Methods And Evidence
- Dataset: MedVidBench, 531,850 video-instruction pairs across 626 videos, 8 medical sources, and 8 task types.
- Model/system: Qwen2.5-VL-7B SFT baseline, followed by MedGRPO reinforcement learning; also evaluated on Qwen3-VL-4B and Qwen3.5-4B variants.
- Reward design:
- Dataset-task logistic normalization using SFT baseline percentiles. - Median performance maps to normalized reward 0.5. - IQR scaling reduces outlier sensitivity. - Caption tasks combine semantic similarity and medical LLM judge score.
- Evaluation:
- Accuracy for CVS, NAP, and skill assessment. - mIoU for spatiotemporal grounding and temporal action grounding. - LLM judge scores and F1 for captioning tasks.
- Main result:
- Qwen2.5-VL-7B SFT reaches 0.894 CVS, 0.177 STG, 0.142 TAG@0.3, 3.596 VS LLM, and 2.757 RC LLM. - Qwen2.5-VL-7B MedGRPO improves to 0.896 CVS, 0.202 STG, 0.216 TAG@0.3, 4.184 VS LLM, and 3.442 RC LLM. - NAP decreases from 0.442 to 0.405 because it was not one of the optimized reward tasks.
Related Work
- GRPO and DAPO-style reinforcement learning for language or vision-language models.
- Medical video datasets such as CholecT50, CholecTrack20, Cholec80-CVS, CoPESD, AVOS, EgoSurgery, JIGSAWS, and NurViD.

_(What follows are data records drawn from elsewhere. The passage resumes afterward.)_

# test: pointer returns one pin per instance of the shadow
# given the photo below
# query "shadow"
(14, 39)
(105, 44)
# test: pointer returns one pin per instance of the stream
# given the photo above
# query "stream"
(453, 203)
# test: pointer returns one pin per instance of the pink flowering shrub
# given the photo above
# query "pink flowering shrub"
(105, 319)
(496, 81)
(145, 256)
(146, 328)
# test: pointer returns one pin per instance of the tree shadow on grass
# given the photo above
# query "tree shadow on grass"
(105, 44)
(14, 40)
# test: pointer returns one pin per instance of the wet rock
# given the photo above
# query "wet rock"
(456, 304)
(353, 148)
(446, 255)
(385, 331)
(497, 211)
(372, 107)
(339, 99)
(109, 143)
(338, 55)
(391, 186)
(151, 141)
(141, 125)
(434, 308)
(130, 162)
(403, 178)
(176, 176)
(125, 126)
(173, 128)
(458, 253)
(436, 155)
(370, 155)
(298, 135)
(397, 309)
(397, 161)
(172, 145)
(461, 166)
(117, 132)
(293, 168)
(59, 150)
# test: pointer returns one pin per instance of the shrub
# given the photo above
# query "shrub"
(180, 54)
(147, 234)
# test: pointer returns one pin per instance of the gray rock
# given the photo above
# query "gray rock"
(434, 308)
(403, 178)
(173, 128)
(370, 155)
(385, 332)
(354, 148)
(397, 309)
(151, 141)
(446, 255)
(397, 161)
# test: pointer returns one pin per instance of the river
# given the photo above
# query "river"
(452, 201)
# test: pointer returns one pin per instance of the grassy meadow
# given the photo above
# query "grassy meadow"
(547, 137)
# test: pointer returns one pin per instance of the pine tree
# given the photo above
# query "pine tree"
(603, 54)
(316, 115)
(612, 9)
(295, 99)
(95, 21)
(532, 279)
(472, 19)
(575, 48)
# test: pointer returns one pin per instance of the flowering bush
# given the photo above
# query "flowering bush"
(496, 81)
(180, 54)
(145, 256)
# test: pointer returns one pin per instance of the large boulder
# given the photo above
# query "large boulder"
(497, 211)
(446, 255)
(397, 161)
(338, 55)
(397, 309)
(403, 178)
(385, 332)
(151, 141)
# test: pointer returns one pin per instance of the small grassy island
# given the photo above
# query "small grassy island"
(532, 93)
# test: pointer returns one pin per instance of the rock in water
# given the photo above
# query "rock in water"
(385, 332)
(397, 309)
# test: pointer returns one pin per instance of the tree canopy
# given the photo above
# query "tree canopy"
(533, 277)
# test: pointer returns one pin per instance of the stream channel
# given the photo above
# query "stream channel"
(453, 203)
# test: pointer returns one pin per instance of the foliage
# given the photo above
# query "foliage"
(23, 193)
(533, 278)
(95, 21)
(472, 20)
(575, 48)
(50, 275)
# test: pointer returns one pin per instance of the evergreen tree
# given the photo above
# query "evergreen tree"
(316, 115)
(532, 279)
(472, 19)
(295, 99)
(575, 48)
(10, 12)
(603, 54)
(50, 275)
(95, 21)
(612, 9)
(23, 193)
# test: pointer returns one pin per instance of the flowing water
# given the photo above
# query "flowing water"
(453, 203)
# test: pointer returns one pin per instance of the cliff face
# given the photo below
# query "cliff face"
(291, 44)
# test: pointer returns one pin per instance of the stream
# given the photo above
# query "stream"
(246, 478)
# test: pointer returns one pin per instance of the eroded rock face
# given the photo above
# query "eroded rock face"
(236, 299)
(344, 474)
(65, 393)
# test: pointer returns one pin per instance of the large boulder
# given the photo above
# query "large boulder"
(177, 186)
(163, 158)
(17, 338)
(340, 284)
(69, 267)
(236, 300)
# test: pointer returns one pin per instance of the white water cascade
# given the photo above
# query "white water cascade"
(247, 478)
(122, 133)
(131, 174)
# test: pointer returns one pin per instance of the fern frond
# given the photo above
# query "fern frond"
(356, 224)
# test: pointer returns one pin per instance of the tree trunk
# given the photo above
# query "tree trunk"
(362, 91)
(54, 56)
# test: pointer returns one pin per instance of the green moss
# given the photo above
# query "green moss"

- LLM-as-a-judge evaluation for domain-specific caption quality.
- Medical video-language models and instruction tuning.
Follow-ups
- Check whether MedVidBench is publicly downloadable or only described through the project website.
- Inspect the released code to see how the reward normalization statistics are computed and stored.
- Compare this median-centered normalization with z-score, percentile rank, and per-task advantage normalization.
- Evaluate whether the medical LLM judge prompt can be reused for non-video medical image captioning tasks.